IGN Review of Sands of Destruction
Sands of Destruction is the newest RPG from imageepoch, a developer with serious pedigree. Its staff has worked on such hits as Xenogears, Grandia, and Drakengard. If you're a hardcore JRPG fan, those names surely mean Sands of Destruction deserves consideration. But does it harness the same magic as those famous JRPG hits?
You are Kyrie, a boy that possesses the power to destroy the world, although you have no idea how to unlock it. That power places you in the center of a battle between the beast-like Ferals that have enslaved humanity and the pro-human faction, World Annihilation Front. Judging by their name, the WAF does not believe in holding a sit-in to fight injustice at the claws of the Ferals. Instead, they want to use Kyrie to bring about the apocalypse and hope that mankind has a better run after things shake out. It's not a bad story and it's well told through both spoken dialogue and cutscenes, although I found Sands of Destruction way too front-heavy on exposition.
However, once you do press through the slow start and really get out into the world to crack some heads, Sands of Destruction's pacing improves. It helps that you use a world map to travel rather than tromping through a giant overworld. This cuts down on grinding, but don't get too excited yet. Sands of Destruction never met a random encounter it didn't like. Yes, this creaky mechanic is back and it makes exploring dungeons an occasional chore. I know many JRPG gamers will find my lack of patience with random encounters near blasphemy, but come on. Kyrie isn't blind. He can see ten feet front of his face. With the technical limitations that introduced random encounters now a thing of the past, these gotcha-battles feel like relics, especially in a game that tries to advance the ball with its complex but intriguing battle/upgrade system.
Sands of Destruction's battle system takes a while to crack, but once you get the basics of triggering moves and upgrading powers, you are practically unstoppable. Each hero has a set number of Battle Points (BP) to use when it is their turn, which you can split up amongst attacks of varying ferocity. Heavier attacks consume more BP, but they dish out a lot more damage. There are two direct attacks (Blow and Flurry) and two types of Skills (Blood and Life) to use. Blood Skills are powerful moves with occasional elemental attributes. But the deadliest attack is the Special, which is released by following button prompts on the upper screen. I really liked the dynamic nature of the battle system. It mixes up the I-go-you-go rhythm.

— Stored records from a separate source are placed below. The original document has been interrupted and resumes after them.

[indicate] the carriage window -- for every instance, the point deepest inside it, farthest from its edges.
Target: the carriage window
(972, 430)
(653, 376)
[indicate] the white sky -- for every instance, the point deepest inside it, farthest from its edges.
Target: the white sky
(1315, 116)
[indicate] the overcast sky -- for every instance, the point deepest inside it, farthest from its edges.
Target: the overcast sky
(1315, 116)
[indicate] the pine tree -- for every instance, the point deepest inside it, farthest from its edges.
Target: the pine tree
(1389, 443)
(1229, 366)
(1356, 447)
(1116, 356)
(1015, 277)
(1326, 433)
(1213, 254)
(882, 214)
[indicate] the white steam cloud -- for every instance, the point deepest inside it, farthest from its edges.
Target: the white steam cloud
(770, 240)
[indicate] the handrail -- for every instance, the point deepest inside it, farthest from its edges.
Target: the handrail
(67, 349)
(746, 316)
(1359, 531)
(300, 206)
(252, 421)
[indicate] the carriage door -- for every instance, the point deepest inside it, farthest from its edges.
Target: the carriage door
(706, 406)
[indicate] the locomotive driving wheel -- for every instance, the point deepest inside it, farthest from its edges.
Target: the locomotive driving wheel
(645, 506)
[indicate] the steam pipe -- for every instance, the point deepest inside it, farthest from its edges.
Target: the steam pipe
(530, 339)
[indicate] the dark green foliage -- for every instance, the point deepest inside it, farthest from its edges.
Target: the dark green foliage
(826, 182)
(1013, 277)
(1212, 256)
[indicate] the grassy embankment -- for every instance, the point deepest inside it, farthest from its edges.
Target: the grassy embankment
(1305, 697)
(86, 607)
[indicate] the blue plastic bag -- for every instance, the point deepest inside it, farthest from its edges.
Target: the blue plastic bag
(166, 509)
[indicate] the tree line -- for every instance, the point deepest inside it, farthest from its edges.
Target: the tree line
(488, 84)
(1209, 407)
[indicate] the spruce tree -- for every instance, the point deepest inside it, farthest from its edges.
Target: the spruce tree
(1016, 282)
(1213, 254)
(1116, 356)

After defeating your enemies, you accrue experience points and level up, as expected. However, you also bank Customization Points (CP) that are traded in to upgrade current attacks and skills. As you upgrade, newer attacks and skills are unlocked. This system really lets you fashion your party's strengths, but to be sure, I found it extremely obtuse in the beginning of Sands of Destruction and wasted a lot of CP just to get a handle on how the whole system worked, especially the art of unlocking moves that can be chained together. Sure, I unlocked and powered-up some moves with that CP, but for the first few hours, the evolution of Kyrie and company lacked direction. Finally, as if there wasn't enough to manage, your heroes pick up Quips during the adventure. These self-referential words can be spoken during battles to add buffs to either the speaker or the party.
Sands of Destruction is largely a 3D game and I am not convinced it benefits from the art choice. The texture work looks all wiggly when scenes rotate or backdrops move at a faster clip. The characters are all 2D sprites that get really blocky when the camera zooms in for dramatic moments, thus robbing the drama. However, the attack animations are quite good (especially when fighting the massive bosses) and serve as a reminder of why no matter how adept folks get with 3D, there is an undeniable charm and handsomeness to 2D sprite work.
The story scenes in Sands of Destruction feature some pretty impressive voice work that would be the aural highlight if it wasn't for the superlative soundtrack. Composed by Yasunori Mitsuda, who has created music for little-known games like Chrono Trigger and Xenogears, assembled an excellent score that will be loved by his legion of fans.